Dans la plupart des environnements de production, oui. Les CSI‑Snapshots sont rapides et adaptés à de faibles RTO, mais ils résident souvent dans le même backend de stockage. Les sauvegardes externes (object storage ou NAS) protègent contre la panne du backend, offrent une meilleure rétention long terme et des fonctionnalités de conformité.

Wann ist ein CronJob-Backup gegenüber Velero sinnvoll?

Les sauvegardes par CronJob sont pertinentes lorsqu’aucun CSI‑Snapshot n’est disponible (par ex. pour un NFS‑PV), ou lorsque vous avez besoin de copies basées sur les fichiers, proches de l’application. Velero apporte en revanche la gestion des métadonnées, l’orchestration des snapshots et l’intégration des dépôts, et est souvent plus robuste pour des politiques à l’échelle du cluster.

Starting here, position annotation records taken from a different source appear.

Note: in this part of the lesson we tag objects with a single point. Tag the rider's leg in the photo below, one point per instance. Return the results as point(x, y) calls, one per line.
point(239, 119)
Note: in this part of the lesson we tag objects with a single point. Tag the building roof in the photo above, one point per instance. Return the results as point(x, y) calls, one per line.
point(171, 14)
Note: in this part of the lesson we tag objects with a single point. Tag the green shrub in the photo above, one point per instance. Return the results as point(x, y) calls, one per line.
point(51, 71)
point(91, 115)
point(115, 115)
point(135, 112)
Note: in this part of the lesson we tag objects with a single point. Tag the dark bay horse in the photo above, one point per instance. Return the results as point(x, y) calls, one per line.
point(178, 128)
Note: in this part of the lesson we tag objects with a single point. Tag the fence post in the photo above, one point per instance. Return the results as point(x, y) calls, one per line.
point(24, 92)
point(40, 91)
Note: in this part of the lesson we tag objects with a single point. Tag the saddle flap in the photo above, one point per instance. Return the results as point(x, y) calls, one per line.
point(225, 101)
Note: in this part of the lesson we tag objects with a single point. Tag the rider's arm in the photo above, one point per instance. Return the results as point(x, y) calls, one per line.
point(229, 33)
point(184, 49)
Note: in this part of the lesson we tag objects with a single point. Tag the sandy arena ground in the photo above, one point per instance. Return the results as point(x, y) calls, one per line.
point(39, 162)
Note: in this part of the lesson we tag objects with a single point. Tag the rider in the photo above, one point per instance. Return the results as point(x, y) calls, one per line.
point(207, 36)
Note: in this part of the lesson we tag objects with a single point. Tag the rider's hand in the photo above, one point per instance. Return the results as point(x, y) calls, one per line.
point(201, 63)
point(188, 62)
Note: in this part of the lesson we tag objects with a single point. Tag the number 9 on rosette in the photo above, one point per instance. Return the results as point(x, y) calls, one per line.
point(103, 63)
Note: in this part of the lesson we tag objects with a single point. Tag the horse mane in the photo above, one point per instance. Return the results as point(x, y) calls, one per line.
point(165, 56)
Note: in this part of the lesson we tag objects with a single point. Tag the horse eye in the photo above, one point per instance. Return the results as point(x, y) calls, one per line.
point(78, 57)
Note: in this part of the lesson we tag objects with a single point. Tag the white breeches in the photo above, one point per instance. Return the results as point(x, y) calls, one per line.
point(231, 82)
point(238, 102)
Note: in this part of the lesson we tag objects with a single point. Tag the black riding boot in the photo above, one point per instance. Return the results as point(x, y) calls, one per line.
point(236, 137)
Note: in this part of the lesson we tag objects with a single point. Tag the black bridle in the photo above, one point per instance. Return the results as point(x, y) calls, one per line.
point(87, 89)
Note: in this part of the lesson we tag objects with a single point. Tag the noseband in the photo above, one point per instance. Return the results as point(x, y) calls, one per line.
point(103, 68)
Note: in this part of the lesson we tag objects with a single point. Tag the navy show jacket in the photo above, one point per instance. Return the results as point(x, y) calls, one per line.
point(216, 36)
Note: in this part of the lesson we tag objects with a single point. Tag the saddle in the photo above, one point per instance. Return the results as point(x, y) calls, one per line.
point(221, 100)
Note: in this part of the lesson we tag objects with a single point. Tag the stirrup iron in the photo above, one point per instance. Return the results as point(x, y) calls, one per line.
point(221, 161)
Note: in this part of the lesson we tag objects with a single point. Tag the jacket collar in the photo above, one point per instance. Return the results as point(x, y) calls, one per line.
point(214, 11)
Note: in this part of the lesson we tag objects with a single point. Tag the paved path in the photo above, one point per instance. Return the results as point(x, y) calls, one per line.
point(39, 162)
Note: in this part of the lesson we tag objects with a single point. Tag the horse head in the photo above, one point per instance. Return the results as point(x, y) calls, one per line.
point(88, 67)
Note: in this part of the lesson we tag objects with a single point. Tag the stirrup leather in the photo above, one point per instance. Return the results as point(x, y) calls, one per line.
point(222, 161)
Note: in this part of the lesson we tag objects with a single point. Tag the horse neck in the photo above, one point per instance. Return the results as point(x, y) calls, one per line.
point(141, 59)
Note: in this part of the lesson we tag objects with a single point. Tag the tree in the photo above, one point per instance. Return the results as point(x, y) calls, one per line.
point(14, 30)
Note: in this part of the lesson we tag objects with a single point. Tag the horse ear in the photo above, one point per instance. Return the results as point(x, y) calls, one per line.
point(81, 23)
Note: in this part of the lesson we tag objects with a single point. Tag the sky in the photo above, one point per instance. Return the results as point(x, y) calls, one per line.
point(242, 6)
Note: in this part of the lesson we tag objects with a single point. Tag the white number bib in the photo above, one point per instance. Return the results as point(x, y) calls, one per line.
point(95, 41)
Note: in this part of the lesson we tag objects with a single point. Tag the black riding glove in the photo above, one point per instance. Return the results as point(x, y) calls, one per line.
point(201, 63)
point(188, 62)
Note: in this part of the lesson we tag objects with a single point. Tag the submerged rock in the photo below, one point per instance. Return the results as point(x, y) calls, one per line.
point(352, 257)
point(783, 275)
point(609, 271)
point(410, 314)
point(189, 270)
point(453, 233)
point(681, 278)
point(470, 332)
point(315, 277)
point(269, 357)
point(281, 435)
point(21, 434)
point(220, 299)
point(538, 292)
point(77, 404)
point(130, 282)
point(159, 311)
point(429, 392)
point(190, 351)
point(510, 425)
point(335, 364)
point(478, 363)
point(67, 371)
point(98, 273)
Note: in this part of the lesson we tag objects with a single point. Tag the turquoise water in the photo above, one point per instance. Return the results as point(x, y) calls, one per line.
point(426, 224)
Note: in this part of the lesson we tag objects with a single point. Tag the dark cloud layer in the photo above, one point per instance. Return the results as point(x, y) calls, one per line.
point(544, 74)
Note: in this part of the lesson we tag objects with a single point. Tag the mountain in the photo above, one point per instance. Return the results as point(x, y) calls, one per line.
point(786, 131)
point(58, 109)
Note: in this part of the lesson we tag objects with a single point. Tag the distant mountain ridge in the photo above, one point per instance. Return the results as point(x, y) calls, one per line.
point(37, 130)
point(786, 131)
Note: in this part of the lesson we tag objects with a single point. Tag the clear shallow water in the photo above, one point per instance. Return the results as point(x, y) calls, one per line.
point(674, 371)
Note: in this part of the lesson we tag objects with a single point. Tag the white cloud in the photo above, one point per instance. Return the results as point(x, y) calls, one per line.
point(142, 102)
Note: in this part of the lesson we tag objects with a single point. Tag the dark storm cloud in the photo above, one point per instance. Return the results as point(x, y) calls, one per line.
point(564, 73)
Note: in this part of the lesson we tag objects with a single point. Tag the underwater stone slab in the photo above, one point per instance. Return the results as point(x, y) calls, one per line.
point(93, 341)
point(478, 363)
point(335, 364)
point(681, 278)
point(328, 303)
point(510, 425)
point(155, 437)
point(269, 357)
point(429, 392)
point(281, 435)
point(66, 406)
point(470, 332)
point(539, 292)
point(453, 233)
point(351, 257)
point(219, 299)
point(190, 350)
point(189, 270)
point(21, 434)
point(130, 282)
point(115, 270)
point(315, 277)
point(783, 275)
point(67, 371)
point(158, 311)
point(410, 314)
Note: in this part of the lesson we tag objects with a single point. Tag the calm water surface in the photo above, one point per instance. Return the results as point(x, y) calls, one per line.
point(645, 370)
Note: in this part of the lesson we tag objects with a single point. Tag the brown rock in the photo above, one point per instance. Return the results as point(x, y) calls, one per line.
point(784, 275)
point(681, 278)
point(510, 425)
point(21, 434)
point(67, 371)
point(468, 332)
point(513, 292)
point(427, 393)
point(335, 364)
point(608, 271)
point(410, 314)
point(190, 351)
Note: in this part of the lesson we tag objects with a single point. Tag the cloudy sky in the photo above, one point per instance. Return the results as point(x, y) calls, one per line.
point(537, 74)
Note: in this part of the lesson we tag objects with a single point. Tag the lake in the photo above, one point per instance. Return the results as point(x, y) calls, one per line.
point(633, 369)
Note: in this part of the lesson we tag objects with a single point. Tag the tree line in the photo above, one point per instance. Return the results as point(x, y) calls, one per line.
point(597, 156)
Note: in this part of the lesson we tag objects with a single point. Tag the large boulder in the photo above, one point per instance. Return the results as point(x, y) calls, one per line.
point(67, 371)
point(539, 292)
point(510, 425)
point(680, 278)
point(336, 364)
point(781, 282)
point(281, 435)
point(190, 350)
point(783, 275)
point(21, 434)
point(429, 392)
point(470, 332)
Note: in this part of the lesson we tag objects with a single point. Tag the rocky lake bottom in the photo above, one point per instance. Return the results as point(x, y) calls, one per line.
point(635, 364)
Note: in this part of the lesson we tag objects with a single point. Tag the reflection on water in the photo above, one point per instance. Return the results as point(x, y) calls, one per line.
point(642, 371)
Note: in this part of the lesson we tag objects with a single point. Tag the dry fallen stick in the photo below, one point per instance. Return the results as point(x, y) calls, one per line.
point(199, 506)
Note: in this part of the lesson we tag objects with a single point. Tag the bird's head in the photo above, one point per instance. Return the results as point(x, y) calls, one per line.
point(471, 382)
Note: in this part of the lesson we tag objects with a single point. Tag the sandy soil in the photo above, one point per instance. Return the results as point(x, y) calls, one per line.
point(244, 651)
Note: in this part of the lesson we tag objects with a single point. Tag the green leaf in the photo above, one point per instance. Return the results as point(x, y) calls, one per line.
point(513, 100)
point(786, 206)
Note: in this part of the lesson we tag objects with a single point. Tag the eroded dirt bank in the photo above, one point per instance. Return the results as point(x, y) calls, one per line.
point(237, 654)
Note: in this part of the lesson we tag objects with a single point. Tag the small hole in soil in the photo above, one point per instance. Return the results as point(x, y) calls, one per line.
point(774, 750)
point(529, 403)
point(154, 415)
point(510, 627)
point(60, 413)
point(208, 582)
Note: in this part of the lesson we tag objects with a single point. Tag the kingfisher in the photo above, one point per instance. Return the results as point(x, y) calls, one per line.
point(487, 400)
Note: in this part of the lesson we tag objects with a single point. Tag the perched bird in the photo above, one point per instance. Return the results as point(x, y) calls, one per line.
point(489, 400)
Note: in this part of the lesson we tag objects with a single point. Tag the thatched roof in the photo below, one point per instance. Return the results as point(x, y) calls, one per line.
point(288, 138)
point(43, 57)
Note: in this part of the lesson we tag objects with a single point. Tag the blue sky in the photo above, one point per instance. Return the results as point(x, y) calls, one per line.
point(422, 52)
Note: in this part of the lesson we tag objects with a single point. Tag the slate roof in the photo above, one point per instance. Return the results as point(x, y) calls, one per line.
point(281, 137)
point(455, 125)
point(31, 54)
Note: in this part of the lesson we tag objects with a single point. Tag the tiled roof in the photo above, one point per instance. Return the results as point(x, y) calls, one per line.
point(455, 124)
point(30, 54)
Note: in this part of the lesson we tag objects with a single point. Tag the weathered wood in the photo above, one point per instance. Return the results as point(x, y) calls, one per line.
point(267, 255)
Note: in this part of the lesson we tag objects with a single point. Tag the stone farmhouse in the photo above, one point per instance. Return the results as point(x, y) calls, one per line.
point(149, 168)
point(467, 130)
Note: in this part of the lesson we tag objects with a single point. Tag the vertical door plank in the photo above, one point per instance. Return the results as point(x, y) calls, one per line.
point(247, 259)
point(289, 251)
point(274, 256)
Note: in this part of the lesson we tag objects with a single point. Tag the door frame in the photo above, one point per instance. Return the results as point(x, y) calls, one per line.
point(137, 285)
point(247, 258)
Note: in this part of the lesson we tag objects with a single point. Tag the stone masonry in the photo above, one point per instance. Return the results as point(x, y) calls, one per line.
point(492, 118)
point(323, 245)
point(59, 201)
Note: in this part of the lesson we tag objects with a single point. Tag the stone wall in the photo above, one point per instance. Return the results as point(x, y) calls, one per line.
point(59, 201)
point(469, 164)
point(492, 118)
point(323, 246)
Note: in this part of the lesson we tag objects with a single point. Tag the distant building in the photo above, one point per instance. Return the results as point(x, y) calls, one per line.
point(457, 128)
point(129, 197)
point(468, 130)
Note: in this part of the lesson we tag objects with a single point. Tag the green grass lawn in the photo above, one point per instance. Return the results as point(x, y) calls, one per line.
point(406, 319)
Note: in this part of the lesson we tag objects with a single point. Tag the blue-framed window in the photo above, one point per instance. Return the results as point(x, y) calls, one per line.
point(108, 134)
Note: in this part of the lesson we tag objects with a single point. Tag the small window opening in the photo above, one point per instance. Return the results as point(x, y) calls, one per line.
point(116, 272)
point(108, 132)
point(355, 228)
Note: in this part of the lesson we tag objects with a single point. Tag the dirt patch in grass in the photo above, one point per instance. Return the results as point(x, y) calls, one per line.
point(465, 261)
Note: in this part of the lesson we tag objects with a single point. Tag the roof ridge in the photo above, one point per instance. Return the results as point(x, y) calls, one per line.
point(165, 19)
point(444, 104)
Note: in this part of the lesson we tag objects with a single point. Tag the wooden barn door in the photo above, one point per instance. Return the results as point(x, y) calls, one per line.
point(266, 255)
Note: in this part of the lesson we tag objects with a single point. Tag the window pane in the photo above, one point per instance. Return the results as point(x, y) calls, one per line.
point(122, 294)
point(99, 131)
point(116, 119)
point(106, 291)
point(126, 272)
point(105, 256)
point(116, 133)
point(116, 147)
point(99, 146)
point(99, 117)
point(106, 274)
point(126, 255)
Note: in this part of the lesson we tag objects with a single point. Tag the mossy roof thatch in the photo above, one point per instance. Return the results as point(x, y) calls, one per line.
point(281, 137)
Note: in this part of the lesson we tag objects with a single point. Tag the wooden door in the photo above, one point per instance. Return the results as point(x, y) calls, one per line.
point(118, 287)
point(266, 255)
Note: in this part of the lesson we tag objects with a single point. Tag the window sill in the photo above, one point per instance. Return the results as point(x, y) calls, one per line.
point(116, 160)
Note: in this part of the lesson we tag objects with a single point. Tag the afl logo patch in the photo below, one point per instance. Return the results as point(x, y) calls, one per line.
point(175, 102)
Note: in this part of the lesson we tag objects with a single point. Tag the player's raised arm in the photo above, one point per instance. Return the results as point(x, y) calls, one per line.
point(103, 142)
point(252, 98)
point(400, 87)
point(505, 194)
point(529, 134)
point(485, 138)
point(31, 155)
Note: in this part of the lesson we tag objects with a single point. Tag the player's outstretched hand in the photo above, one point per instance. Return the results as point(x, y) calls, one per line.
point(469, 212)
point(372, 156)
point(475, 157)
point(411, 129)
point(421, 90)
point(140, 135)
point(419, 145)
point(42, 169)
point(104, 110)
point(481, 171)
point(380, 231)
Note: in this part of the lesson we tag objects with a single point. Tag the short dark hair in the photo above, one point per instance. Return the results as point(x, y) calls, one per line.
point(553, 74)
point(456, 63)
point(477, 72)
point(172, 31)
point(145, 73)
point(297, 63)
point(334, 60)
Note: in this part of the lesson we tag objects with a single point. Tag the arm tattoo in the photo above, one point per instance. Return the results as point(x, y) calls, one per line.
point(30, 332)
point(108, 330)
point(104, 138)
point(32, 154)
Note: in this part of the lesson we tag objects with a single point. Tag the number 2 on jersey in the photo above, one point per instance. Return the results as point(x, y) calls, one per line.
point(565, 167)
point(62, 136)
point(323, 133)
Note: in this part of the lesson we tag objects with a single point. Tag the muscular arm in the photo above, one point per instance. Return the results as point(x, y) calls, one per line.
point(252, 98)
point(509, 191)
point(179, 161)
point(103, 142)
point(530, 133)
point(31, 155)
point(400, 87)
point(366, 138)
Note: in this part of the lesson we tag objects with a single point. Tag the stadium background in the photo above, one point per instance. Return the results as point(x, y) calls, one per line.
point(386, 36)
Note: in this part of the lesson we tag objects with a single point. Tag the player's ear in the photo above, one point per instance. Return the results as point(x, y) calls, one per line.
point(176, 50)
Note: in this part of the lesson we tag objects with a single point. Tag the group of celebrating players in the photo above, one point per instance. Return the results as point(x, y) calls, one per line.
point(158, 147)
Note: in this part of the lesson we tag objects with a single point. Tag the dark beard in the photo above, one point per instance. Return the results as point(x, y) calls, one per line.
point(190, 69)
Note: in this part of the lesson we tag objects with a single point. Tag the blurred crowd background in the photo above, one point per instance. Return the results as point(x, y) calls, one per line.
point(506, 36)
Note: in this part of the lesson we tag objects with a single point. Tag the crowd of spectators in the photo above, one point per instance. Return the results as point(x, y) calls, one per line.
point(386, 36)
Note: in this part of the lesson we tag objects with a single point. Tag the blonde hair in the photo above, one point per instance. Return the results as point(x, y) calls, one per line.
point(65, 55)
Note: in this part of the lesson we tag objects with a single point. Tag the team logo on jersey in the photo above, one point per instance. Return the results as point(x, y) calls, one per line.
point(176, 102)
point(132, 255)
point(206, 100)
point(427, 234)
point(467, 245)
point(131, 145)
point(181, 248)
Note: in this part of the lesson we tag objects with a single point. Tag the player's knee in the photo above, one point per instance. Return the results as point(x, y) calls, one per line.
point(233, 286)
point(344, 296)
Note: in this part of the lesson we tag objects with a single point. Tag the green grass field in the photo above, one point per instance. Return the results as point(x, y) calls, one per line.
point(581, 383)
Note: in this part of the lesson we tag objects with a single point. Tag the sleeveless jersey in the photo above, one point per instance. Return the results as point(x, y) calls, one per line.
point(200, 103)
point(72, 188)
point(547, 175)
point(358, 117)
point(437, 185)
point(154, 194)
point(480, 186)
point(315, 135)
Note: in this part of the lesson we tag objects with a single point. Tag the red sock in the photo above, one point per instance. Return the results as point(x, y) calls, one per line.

Wie teste ich, ob ein RESTore wirklich funktioniert?

Automatisez des exercices de RESTauration dans un environnement de test isolé : créez un nouveau namespace/PVC, effectuez la RESTauration, et exécutez des tests smoke définis (vérifications de fichiers, checks de santé applicative, contrôles d’intégrité de la base de données). Documentez les durées et les écarts par rapport aux SLA.

Welche NAS‑Probleme treten beim Backup häufig auf?

Les problèmes fréquents sont les handles ouverts, les incohérences UID/GID, les erreurs d’ACL et le remplissage du stockage de sauvegarde. Contrôlez les sorties lsof/fuser, synchronisez les identifiants utilisateurs ou utilisez du mapping/comptes applicatifs ainsi que des quotas et du monitoring pour la cible de sauvegarde.